"Problem with filtering the text"
hi everyone
i want to filter a txt document and remove the stopwords.i just put the procces read document,then tokenize.then filter stopwords and then write document but the result is the same.The stop words did not removed.the xml is here.no broblem or warning found just the result forlder is the same just like the text i put in the read document.

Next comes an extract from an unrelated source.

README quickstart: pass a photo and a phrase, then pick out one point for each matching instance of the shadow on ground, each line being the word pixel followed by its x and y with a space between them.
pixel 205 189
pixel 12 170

<?xml version="1.0" encoding="UTF-8" standalone="no"?>
<process version="5.1.006">
<context>
<input/>
<output/>
<macros/>
</context>
<operator activated="true" class="process" compatibility="5.1.006" expanded="true" name="Process">
<parameter key="parallelize_main_process" value="true"/>
<process expanded="true" height="341" width="681">
<operator activated="true" class="text:read_document" compatibility="5.1.001" expanded="true" height="60" name="Read Document" width="90" x="36" y="86">
<parameter key="file" value="C:\Users\Αlkis_!!\Desktop\negative.txt"/>
</operator>
<operator activated="true" class="text:tokenize" compatibility="5.1.001" expanded="true" height="60" name="Tokenize" width="90" x="176" y="88"/>
<operator activated="true" class="text:filter_stopwords_dictionary" compatibility="5.1.001" expanded="true" height="60" name="Filter Stopwords (Dictionary)" width="90" x="317" y="79">
<parameter key="file" value="C:\Users\Αlkis_!!\Desktop\stopwords_greek.txt"/>
</operator>
<operator activated="true" class="text:write_document" compatibility="5.1.001" expanded="true" height="60" name="Write Document" width="90" x="447" y="75">
<parameter key="file" value="C:\Users\Αlkis_!!\Desktop\result\ρεσσσσσσσσσσσσσσσσσ"/>
</operator>
<connect from_op="Read Document" from_port="output" to_op="Tokenize" to_port="document"/>
<connect from_op="Tokenize" from_port="document" to_op="Filter Stopwords (Dictionary)" to_port="document"/>
<connect from_op="Filter Stopwords (Dictionary)" from_port="document" to_op="Write Document" to_port="document"/>
<connect from_op="Write Document" from_port="document" to_port="result 1"/>
<portSpacing port="source_input 1" spacing="0"/>
<portSpacing port="sink_result 1" spacing="0"/>
<portSpacing port="sink_result 2" spacing="0"/>
</process>
</operator>
</process>
anynone that could help me.the stopwords funtion is the dictionary cause i use greek characters.
i want to filter a txt document and remove the stopwords.i just put the procces read document,then tokenize.then filter stopwords and then write document but the result is the same.The stop words did not removed.the xml is here.no broblem or warning found just the result forlder is the same just like the text i put in the read document.
<?xml version="1.0" encoding="UTF-8" standalone="no"?>
<process version="5.1.006">
<context>
<input/>
<output/>
<macros/>
</context>
<operator activated="true" class="process" compatibility="5.1.006" expanded="true" name="Process">
<parameter key="parallelize_main_process" value="true"/>
<process expanded="true" height="341" width="681">
<operator activated="true" class="text:read_document" compatibility="5.1.001" expanded="true" height="60" name="Read Document" width="90" x="36" y="86">
<parameter key="file" value="C:\Users\Αlkis_!!\Desktop\negative.txt"/>
</operator>
<operator activated="true" class="text:tokenize" compatibility="5.1.001" expanded="true" height="60" name="Tokenize" width="90" x="176" y="88"/>
<operator activated="true" class="text:filter_stopwords_dictionary" compatibility="5.1.001" expanded="true" height="60" name="Filter Stopwords (Dictionary)" width="90" x="317" y="79">
<parameter key="file" value="C:\Users\Αlkis_!!\Desktop\stopwords_greek.txt"/>
</operator>
<operator activated="true" class="text:write_document" compatibility="5.1.001" expanded="true" height="60" name="Write Document" width="90" x="447" y="75">
<parameter key="file" value="C:\Users\Αlkis_!!\Desktop\result\ρεσσσσσσσσσσσσσσσσσ"/>
</operator>
<connect from_op="Read Document" from_port="output" to_op="Tokenize" to_port="document"/>
<connect from_op="Tokenize" from_port="document" to_op="Filter Stopwords (Dictionary)" to_port="document"/>
<connect from_op="Filter Stopwords (Dictionary)" from_port="document" to_op="Write Document" to_port="document"/>
<connect from_op="Write Document" from_port="document" to_port="result 1"/>
<portSpacing port="source_input 1" spacing="0"/>
<portSpacing port="sink_result 1" spacing="0"/>
<portSpacing port="sink_result 2" spacing="0"/>
</process>
</operator>
</process>
anynone that could help me.the stopwords funtion is the dictionary cause i use greek characters.